Kombes Nicolas menambahkan kembali, pedagang pun memiliki peranan penting untuk membangun Pasar Jaya, menjaga keamanan, dan kenyamanannya. Jangan kemudian masuk surat kaleng ke Mapolres.
Menurutnya, hal itu tidak jantan, jika ada menemukan sebuah penyimpangan dengan besar hati sampaikan identitas dan selesaikan bersama-sama. Dengan begitu keamanan dan ketertiban (Pasar) tercipta.
“Kami (Polri) mendukung dan meningkatkan kesadaran hukum di masyarakat”.
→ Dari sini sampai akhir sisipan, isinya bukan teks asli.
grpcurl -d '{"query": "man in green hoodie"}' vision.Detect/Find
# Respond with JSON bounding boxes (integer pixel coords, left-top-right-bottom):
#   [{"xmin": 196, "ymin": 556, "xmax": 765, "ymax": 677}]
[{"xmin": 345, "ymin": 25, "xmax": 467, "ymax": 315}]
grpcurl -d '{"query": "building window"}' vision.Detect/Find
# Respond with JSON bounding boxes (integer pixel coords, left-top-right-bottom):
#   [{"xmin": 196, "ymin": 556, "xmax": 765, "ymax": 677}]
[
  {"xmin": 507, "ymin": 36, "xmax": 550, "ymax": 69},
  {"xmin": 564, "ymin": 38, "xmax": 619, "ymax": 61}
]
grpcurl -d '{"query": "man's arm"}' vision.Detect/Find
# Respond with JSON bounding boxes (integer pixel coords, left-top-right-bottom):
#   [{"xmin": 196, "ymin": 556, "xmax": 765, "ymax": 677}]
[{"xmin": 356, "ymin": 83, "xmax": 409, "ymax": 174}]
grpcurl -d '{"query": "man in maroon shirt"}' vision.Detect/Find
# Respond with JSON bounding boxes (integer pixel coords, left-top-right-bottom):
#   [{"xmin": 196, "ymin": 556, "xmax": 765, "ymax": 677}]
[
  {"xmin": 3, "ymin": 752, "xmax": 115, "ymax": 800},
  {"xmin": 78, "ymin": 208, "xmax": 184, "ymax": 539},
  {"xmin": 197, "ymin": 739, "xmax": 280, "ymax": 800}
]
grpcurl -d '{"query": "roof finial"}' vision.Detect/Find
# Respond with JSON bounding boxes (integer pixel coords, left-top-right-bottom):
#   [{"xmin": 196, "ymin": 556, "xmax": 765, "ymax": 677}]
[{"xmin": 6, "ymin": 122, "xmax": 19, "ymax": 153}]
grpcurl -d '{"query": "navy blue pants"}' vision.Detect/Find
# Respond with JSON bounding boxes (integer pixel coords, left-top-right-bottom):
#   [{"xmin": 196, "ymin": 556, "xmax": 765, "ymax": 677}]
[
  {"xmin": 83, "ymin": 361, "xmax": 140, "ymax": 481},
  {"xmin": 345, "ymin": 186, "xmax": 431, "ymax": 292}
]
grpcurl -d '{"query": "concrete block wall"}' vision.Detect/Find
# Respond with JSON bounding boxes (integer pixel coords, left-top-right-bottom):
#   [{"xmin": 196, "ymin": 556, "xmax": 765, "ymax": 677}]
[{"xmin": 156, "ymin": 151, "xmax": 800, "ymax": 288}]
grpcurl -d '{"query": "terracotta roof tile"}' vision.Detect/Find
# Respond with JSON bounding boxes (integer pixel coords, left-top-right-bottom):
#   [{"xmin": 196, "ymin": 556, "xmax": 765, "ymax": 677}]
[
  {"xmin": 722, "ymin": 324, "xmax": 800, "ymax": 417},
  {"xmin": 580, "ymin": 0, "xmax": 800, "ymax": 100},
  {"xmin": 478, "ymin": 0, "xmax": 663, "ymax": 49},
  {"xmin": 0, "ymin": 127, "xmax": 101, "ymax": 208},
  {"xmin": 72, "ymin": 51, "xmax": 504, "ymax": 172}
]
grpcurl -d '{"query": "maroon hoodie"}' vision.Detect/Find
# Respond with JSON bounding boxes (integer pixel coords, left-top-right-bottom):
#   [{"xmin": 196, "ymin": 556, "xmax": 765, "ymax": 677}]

Terkait ormas, sambung Nicolas, sesuai Undang-Undang (UU) Nomor 16 tentang ormas, ormas dimana pun diperbolehkan tetapi tujuan mulia didirikan ormas itu sendiri harus tercapai. Namun premanisme, intimidasi, dan kekerasan itu dilarang dan tidak dibenarkan.
“Jika ada (Ormas) ditemukan hal itu dapat dilaporkan ke aparat berwajib agar segera ditertibkan,” tegas Kapolres.
Kemudian jika ada residivis yang meresahkan atau melakukan pencurian, keonaran dan kegaduhan yang merugikan para pedagang maka segera laporkan ke kepolisian.
“Jika pedagang merasa dirugikan oleh oknum maka perkara bisa diselesaikan hingga tingkat pengadilan. Laporkan agar segera diproses hukum lebih lanjut,” pungkas Nicolas. (Joesvicar Iqbal)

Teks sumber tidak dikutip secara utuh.